Vierkirchen feiert das 20-jährige Bestehen seines Naturbades. Ein Rückblick auf die Anfänge und einen Bürgermeister, der in Anzug schwimmen ging.

„Vierkirchen? Ist das nicht dort, wo es dieses Naturbad gibt?“ Diese Frage hört man im Münchner Großraum immer wieder, wenn es um die Gemeinde im nördlichen Landkreis geht. Seit 20 Jahren ist dieses außergewöhnliche Freibad das Aushängeschild des Ortes. Es erfreut sich großer Beliebtheit, auch über die Landkreisgrenzen hinaus. Entsprechend feiern die Vierkirchner das Jubiläum auch jetzt mit einer Veranstaltungsreihe (siehe Kasten).

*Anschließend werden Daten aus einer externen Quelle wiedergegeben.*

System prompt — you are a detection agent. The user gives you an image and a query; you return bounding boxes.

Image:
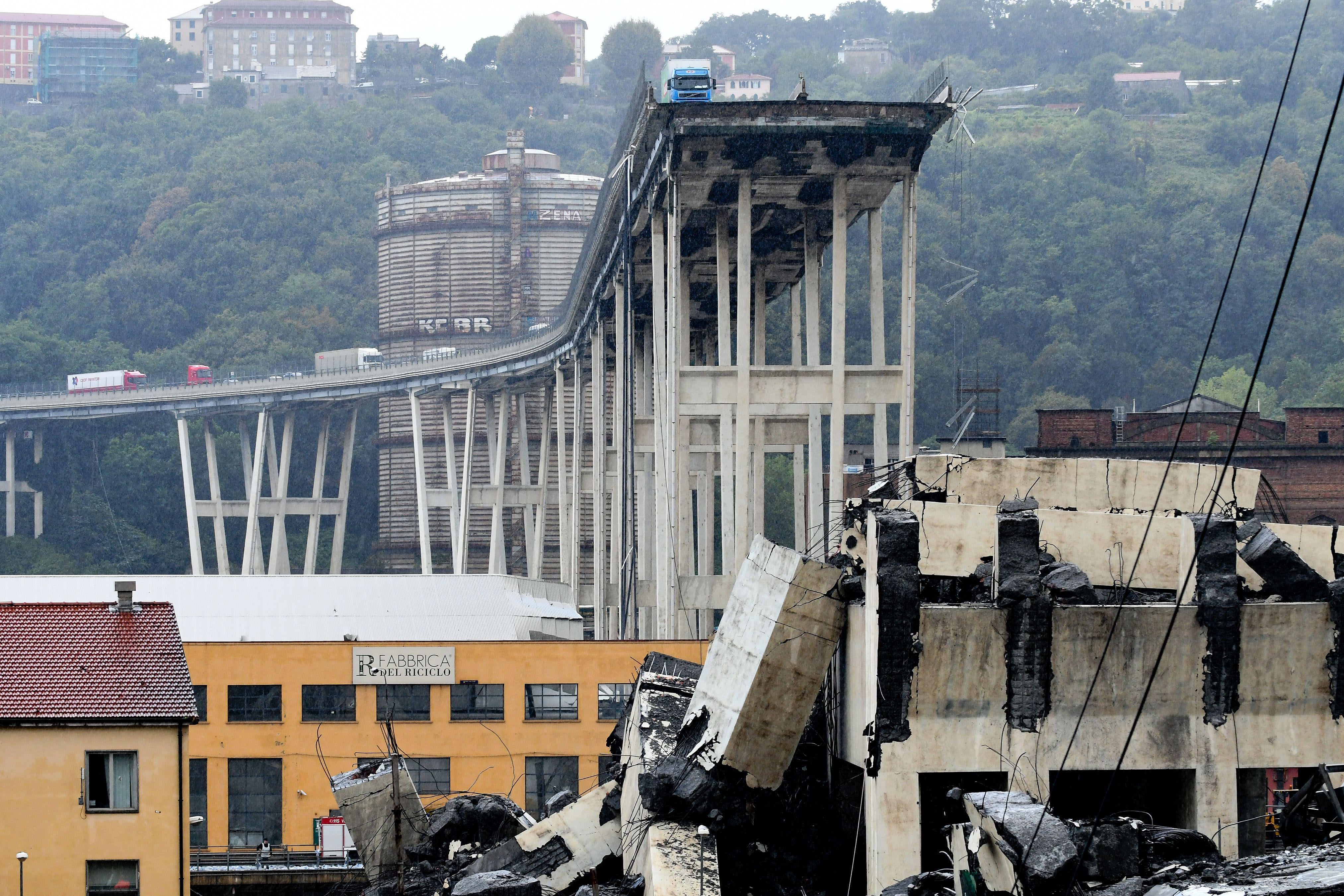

Badenacht, Fußballturnier, Serenade

Das 20. Jubiläum des Vierkirchner Naturbades wird mit mehreren Veranstaltungen gefeiert. Los geht es mit einer „Langen Badenacht“, die wegen des schlechten Wetters auf Samstag, 27. Juli, verschoben wurde. Bei schönem Wetter ist das Baden bis 22 Uhr möglich (ebenso am 27. Juli und am 10. August). Zu den weiteren Events der Veranstaltungsreihe zählen etwa am Samstag, 13. Juli, ein Fußballturnier oder die Serenade des Musikvereins am Freitag, 19. Juli. Termine der Jubiläumsveranstaltungen sowie Öffnungszeiten und Eintrittspreise sind zu finden unter: www.vierkirchen.de/140/leben/naturbad.

Anfangs gab es Widerstand

Dabei mussten die Befürworter des heute so beliebten Bades in den Gründungsjahren zunächst mit einigem Widerstand kämpfen. „Die Initiative für den Bau lag bei meinem Amtsvorgänger Heinz Eichinger (SPD)“, erinnert sich Harald Dirlenbach (SPD), Bürgermeister in Vierkirchen. „Er hat diese Vision entwickelt und ist am Anfang wohl sogar für ein bisschen verrückt erklärt worden“, erzählt Dirlenbach schmunzelnd. Zunächst habe es im Gemeinderat durchaus einige Skepsis bezüglich eines solchen Bades gegeben. „Aber mein Amtsvorgänger glaubte fest an seine Vision“, sagt der heutige Bürgermeister. „Zumal das angedachte Areal für den Bau einer solchen Anlage ideal war“: das Gelände der Kläranlage, die damals in den Ortsteil Jedenhofen verlegt wurde.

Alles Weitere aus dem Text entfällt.